Message to Principals and Directors of Schools
Career Concept

The Education space is changing rapidly.

From chalk and duster to whiteboards and tabs, from nonchalantly walking to school to cctv vigilante and bar-coded entry of students through iron gates, from career choices to life decisions – in such a scenario, schools, the custodians of this change need to be equipped with the right answers.

Today more than ever, Career guidance has become of paramount importance. Not only because of the advent of futuristic career options and a change in the educational and career ecosystem, but also because the student of today is not just a pure sciences, commerce or humanities student. The intersection of these options is where opportunities exist. Now while we, as educators, know this, I often feel that the careers are seen in silos – often like an aggregation of degrees and diplomas. It is anything but that. The process of creating a career might go through a college admission, but it is not linear. It must follow a rigorous preparedness routine that focusses on effective communication, deep research and critical thinking.

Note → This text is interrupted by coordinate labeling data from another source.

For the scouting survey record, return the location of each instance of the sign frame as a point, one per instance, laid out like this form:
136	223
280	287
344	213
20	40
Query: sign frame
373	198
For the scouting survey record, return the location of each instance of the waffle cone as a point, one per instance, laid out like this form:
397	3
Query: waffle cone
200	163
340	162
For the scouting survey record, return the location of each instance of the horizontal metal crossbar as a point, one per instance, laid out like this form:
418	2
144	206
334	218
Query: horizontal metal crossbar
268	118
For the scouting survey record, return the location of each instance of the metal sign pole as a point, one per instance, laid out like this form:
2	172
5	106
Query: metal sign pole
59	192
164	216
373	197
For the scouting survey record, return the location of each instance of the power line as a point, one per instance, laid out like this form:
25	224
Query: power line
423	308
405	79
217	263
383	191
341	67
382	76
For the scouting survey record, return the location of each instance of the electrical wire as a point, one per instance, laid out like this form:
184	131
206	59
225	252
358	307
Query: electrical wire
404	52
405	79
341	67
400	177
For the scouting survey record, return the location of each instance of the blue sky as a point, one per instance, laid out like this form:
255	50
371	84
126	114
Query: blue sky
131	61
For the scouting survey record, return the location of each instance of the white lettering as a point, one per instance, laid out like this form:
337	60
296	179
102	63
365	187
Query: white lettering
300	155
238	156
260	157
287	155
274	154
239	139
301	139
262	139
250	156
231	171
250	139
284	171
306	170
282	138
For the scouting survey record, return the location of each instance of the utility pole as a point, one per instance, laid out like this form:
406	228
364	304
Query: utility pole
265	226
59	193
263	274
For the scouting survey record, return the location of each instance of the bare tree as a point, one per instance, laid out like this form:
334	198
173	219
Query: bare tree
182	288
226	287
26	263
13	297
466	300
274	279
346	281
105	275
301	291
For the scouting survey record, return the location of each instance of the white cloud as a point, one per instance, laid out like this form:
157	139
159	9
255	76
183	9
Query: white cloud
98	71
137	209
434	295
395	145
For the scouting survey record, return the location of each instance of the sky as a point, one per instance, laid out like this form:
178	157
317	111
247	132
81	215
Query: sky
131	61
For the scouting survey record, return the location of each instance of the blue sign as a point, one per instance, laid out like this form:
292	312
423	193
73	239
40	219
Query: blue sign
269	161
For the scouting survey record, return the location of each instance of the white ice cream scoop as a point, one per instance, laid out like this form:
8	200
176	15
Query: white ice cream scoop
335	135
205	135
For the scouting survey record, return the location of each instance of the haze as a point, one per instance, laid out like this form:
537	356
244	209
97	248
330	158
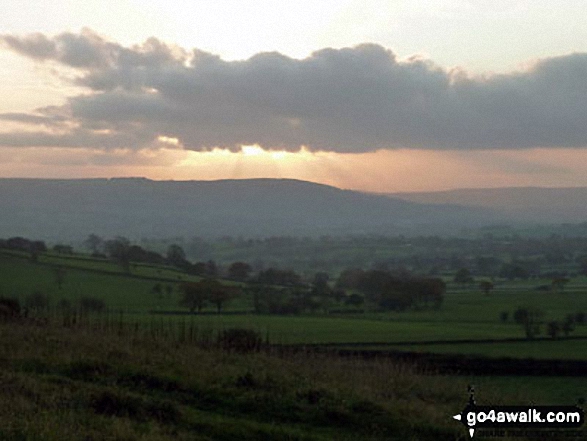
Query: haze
407	96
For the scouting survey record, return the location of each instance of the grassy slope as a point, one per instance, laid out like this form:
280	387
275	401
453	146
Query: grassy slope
63	384
465	314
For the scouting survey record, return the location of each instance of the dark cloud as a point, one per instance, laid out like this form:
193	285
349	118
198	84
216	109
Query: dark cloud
348	100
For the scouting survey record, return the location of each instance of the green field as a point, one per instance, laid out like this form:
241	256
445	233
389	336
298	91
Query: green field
465	313
165	386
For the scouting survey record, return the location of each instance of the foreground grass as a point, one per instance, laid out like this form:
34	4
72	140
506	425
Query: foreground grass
79	384
559	349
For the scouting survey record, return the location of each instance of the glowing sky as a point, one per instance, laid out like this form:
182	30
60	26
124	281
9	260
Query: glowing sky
374	95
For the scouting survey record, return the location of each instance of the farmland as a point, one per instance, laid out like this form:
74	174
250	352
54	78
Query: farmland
132	371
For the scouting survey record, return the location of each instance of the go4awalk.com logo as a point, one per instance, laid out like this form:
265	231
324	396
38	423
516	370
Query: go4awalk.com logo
505	418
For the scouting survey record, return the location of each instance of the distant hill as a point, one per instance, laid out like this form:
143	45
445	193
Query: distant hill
520	204
137	207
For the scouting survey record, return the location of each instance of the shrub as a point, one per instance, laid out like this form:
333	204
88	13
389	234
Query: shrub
91	304
9	308
240	340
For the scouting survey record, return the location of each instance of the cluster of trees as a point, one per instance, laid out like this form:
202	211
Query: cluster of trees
195	295
532	321
395	291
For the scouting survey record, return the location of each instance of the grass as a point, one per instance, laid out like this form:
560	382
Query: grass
560	349
59	384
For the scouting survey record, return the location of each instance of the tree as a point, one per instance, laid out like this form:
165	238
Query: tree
176	256
37	301
94	243
157	290
118	249
582	261
92	304
239	271
219	294
553	328
568	325
60	273
356	300
193	296
558	284
529	318
486	286
463	276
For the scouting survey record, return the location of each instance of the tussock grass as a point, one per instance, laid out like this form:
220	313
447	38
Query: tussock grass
64	384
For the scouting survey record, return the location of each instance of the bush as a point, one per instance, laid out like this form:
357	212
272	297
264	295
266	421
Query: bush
37	301
240	340
91	304
9	308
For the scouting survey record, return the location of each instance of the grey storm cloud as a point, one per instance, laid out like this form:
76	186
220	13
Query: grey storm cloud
347	100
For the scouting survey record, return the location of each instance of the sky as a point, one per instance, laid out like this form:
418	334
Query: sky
383	96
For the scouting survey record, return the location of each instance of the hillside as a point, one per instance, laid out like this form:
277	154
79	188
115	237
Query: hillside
135	207
521	204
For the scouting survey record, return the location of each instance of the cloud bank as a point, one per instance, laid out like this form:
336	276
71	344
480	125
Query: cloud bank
343	100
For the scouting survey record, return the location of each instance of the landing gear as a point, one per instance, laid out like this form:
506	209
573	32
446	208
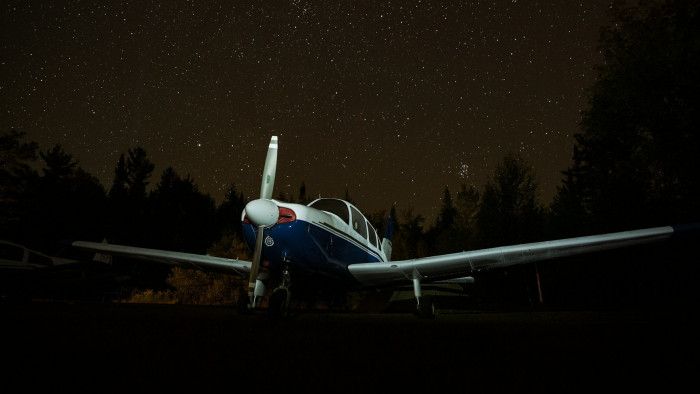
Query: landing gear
281	298
425	308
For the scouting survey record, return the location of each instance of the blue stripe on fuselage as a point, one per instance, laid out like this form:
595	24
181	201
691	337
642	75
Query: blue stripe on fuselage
312	248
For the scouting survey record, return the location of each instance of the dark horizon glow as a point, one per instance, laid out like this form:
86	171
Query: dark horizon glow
391	102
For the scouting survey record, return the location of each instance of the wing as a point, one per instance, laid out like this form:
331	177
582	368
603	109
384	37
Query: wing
186	260
456	265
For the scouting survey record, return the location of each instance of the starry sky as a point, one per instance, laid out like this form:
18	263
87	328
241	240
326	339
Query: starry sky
391	101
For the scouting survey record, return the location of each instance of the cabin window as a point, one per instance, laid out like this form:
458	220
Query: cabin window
336	207
372	234
358	222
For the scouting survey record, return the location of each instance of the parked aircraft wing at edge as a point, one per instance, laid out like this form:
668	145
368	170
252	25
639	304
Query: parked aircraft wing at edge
185	260
437	268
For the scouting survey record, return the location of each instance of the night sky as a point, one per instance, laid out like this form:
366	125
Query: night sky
389	100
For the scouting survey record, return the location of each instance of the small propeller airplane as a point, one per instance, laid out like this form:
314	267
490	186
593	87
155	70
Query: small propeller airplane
330	240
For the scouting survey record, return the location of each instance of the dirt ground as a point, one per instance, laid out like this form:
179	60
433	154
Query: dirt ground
155	348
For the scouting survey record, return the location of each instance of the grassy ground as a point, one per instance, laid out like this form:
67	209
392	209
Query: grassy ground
144	348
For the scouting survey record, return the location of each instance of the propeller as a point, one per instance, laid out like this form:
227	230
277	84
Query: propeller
263	213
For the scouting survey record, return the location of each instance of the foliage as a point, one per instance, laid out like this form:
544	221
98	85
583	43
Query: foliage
637	157
509	212
202	288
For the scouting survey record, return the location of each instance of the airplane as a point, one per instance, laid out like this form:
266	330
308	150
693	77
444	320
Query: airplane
330	241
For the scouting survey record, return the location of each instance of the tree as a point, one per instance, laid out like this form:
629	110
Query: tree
128	219
138	170
509	212
638	155
69	202
181	217
16	178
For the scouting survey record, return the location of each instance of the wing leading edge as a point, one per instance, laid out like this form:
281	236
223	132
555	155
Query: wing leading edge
185	260
437	268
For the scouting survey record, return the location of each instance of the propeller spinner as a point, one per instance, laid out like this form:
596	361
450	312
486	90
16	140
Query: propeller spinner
263	213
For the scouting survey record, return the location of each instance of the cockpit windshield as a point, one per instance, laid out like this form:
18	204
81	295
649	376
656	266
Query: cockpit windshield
337	207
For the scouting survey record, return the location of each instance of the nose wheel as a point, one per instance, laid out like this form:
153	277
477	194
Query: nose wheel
281	298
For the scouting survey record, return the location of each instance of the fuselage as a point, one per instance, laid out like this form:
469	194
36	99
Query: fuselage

Just like there is a lot of emphasis on pedagogy in schools, and on subjects, we not only need to prepare our students for the kind of careers coming in the future, we also need the right teachers and mentors who can play a key role in their growth. Schools have to realize the importance of career counseling and that for exceptional results, beginning from Grade 9 students should be exposed to career mentorship that truly links them to their dreams.

University Connection has been established with single minded focus of Empowering Your Career Choices. We allow students and families to think beyond limitations: reach out of their dreams with the correct information and preparation – its integral to our Complete Application Admission Schedule (CAAS). I like to call it THE ROAD TRIP – where every milestone is a learning point and reaching the destination happens by default, almost like destiny.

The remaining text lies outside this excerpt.